Formulation of a novel emulgel incorporated with Alpinia calcarata essential oil and assessment of its anti-inflammatory activity

Introduction
Inflammation is a complex biological response involving immune cells, cytokines, and vascular changes, initiated to eliminate pathogens or resolve injury. While acute inflammation is protective, chronic inflammation can contribute to diseases such as arthritis, cardiovascular disorders, and cancer. Natural products, including essential oils, have long been used in traditional medicine for their therapeutic properties, and there is growing interest in developing plant-based anti-inflammatory medicines.

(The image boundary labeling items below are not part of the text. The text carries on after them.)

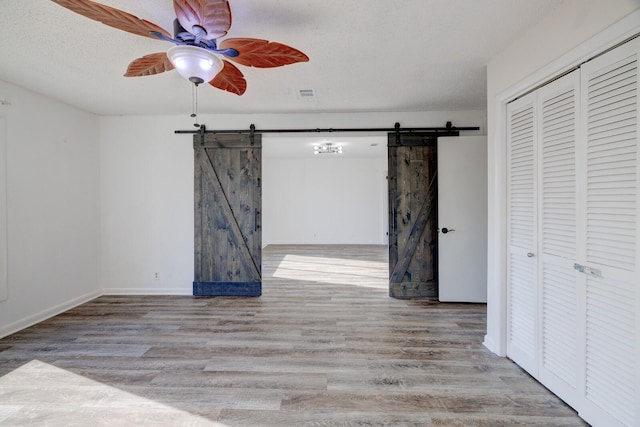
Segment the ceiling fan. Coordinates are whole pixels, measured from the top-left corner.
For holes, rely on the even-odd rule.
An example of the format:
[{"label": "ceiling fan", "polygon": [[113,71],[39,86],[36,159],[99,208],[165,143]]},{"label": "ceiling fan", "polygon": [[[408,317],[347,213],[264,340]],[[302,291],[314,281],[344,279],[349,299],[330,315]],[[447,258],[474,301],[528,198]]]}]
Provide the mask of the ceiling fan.
[{"label": "ceiling fan", "polygon": [[299,50],[276,42],[252,38],[228,38],[218,41],[231,27],[231,9],[227,0],[173,0],[176,13],[174,37],[158,25],[122,10],[90,0],[52,0],[73,12],[114,28],[139,36],[174,43],[167,52],[152,53],[129,64],[126,77],[150,76],[176,69],[196,86],[201,83],[237,95],[247,89],[238,64],[272,68],[309,57]]}]

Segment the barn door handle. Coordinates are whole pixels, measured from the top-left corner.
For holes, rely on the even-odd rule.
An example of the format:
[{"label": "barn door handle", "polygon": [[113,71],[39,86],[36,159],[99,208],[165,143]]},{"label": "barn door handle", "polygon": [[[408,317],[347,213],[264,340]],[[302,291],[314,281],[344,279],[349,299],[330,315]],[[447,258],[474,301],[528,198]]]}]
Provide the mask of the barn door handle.
[{"label": "barn door handle", "polygon": [[253,216],[253,231],[258,231],[258,221],[260,220],[260,211],[258,209],[255,210],[255,214]]},{"label": "barn door handle", "polygon": [[398,213],[396,211],[396,208],[393,208],[393,219],[391,220],[391,227],[394,232],[396,231],[397,214]]}]

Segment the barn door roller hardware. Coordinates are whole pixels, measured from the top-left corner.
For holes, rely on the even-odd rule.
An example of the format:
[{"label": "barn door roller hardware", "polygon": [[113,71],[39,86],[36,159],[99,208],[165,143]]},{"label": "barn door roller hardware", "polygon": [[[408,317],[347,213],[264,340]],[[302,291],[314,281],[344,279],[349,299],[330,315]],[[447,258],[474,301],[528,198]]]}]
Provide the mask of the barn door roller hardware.
[{"label": "barn door roller hardware", "polygon": [[315,129],[256,129],[255,125],[251,125],[249,129],[235,129],[235,130],[219,130],[219,129],[207,129],[205,125],[200,125],[198,130],[176,130],[177,134],[200,134],[204,138],[205,133],[210,134],[236,134],[236,135],[249,135],[251,138],[256,134],[265,133],[335,133],[335,132],[395,132],[396,135],[414,133],[414,132],[428,132],[435,135],[452,135],[459,131],[480,130],[479,127],[455,127],[451,122],[447,122],[444,127],[412,127],[402,128],[400,123],[396,123],[392,128],[315,128]]}]

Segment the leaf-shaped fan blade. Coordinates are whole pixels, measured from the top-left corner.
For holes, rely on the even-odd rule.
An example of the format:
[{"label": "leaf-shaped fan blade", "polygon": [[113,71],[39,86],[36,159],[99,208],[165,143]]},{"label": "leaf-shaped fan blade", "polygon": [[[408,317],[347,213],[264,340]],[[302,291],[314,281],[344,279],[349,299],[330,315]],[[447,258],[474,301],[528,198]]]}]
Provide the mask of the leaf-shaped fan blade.
[{"label": "leaf-shaped fan blade", "polygon": [[296,62],[307,62],[309,57],[290,46],[260,39],[226,39],[219,49],[235,49],[238,56],[229,57],[238,64],[258,68],[281,67]]},{"label": "leaf-shaped fan blade", "polygon": [[125,77],[152,76],[173,70],[173,64],[167,58],[166,52],[152,53],[138,58],[129,64]]},{"label": "leaf-shaped fan blade", "polygon": [[242,95],[247,90],[247,81],[244,79],[242,72],[232,63],[228,61],[222,62],[224,63],[224,67],[222,67],[222,70],[209,84],[218,89],[226,90],[236,95]]},{"label": "leaf-shaped fan blade", "polygon": [[192,34],[195,34],[194,26],[206,30],[203,39],[222,37],[231,27],[231,9],[227,0],[173,0],[173,7],[182,28]]},{"label": "leaf-shaped fan blade", "polygon": [[139,36],[150,37],[155,39],[154,36],[149,34],[151,31],[158,32],[167,37],[171,37],[166,30],[158,27],[156,24],[140,19],[130,13],[123,12],[113,7],[105,6],[100,3],[96,3],[90,0],[51,0],[54,3],[59,4],[62,7],[66,7],[80,15],[95,21],[102,22],[110,27],[117,28],[119,30],[128,31]]}]

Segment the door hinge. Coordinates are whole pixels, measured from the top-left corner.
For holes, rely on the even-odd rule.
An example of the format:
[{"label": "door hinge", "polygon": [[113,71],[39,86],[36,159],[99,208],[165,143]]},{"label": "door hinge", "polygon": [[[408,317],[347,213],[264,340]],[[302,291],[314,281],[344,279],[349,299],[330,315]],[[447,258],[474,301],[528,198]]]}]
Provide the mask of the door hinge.
[{"label": "door hinge", "polygon": [[573,268],[591,277],[602,277],[602,272],[596,268],[587,267],[586,265],[575,263]]}]

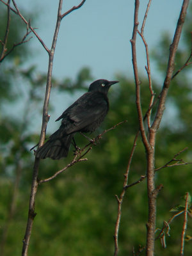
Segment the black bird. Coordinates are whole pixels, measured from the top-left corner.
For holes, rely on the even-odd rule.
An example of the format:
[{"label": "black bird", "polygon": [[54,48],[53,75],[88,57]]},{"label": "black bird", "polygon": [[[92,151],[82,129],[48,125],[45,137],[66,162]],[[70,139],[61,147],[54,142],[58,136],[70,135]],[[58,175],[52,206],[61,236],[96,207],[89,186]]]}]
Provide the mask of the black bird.
[{"label": "black bird", "polygon": [[66,157],[76,132],[92,132],[104,120],[109,110],[108,92],[118,81],[99,79],[92,83],[88,92],[68,107],[56,120],[62,119],[58,130],[37,149],[36,157],[60,159]]}]

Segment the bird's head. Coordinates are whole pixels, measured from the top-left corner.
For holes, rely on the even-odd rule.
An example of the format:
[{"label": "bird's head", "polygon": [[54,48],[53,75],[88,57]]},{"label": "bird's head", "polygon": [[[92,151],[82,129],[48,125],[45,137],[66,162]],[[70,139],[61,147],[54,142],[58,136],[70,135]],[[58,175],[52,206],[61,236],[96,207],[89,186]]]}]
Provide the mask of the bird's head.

Alpinia calcarata (A. calcarata) Roscoe, a perennial herb of the Zingiberaceae family, is cultivated in tropical regions for medicinal use. Its rhizomes have demonstrated antibacterial, analgesic, antioxidant, and anti-inflammatory activities. Although the essential oil of A. calcarata is known to suppress inflammatory mediators such as reactive oxygen species, cytokines, and prostanoids in vitro and reduce edema and pain in animal models, it has not been widely developed into pharmaceutical dosage forms. This study aimed to formulate a topical emulgel incorporating A. calcarata rhizome essential oil and to investigate its anti-inflammatory mechanisms using in vitro assays. Emulgels are particularly advantageous for topical delivery as they combine hydrophilic and lipophilic phases, allowing incorporation of diverse phytochemicals, while the gel matrix ensures good spreadability, patient comfort, and enhanced skin penetration.

Materials and Methods
Study Design and Ethical Approval:
This was a laboratory-based in vitro study. Ethical approval was obtained from the Ethics Review Committee of the Faculty of Medical Sciences, University of Sri Jayewardenepura (B.Pharm/01/18), and written informed consent was obtained from all blood donors. Protocols adhered to the Declaration of Helsinki (2024 revision).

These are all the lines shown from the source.